ECB Rate Cut Impact Analysis: Inflation Concerns Forward, Policy Tightening Ahead

  • PIMCO's take on the recent ECB rate cut highlights inflation risks influencing future policy decisions, with expectations of another rate cut in December and a predicted terminal rate of 1.85% by 2024.

A bit of a different take on the ECB rate cut. In a recent note, PIMCO highlighted that while the European macroeconomic outlook is softer than anticipated, risk management continues to drive central bank decisions.

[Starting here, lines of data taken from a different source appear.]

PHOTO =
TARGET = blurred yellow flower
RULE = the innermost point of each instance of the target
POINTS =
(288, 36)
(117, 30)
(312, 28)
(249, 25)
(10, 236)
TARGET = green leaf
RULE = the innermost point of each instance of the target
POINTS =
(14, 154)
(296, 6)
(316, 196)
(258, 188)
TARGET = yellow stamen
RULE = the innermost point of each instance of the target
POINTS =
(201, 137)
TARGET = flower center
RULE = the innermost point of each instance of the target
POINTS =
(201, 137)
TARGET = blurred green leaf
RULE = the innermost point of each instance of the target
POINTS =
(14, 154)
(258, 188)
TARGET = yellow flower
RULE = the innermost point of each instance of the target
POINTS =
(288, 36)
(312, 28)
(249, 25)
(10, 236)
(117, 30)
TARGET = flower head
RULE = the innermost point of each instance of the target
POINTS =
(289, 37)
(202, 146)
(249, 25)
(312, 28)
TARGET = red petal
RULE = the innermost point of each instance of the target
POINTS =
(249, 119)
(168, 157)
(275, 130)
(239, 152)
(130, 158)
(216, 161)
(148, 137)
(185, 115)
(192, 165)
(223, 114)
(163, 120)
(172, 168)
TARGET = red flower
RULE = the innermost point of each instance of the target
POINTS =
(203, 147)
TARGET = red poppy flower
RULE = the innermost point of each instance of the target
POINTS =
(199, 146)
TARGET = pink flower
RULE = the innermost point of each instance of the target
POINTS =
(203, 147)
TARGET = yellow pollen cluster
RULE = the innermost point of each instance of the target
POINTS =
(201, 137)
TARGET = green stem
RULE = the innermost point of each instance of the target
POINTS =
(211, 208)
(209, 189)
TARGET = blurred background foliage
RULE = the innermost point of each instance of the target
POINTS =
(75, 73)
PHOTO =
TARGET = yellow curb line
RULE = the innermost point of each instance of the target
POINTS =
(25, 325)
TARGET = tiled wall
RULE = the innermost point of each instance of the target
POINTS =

  • The analysts suggested that any unexpected inflationary pressures could lead the European Central Bank (ECB) to slow the pace of future rate cuts, although last Thursday's reduction provides a safeguard against downside risks.
  • Despite persistent inflation, largely fueled by price pressures in the services sector, PIMCO expects the ECB to maintain a tight monetary policy stance for the time being.
  • The firm emphasized that upcoming economic data will be crucial in determining how quickly the ECB eases its restrictive policies.
  • PIMCO also anticipates that the ECB’s Governing Council will engage in discussions about the appropriate neutral policy rate next year, particularly once the rate falls below 3%.
  • The firm believes that another rate cut is likely in December, and views market pricing for a terminal rate of around 1.85% in the second half of 2024 as reasonable.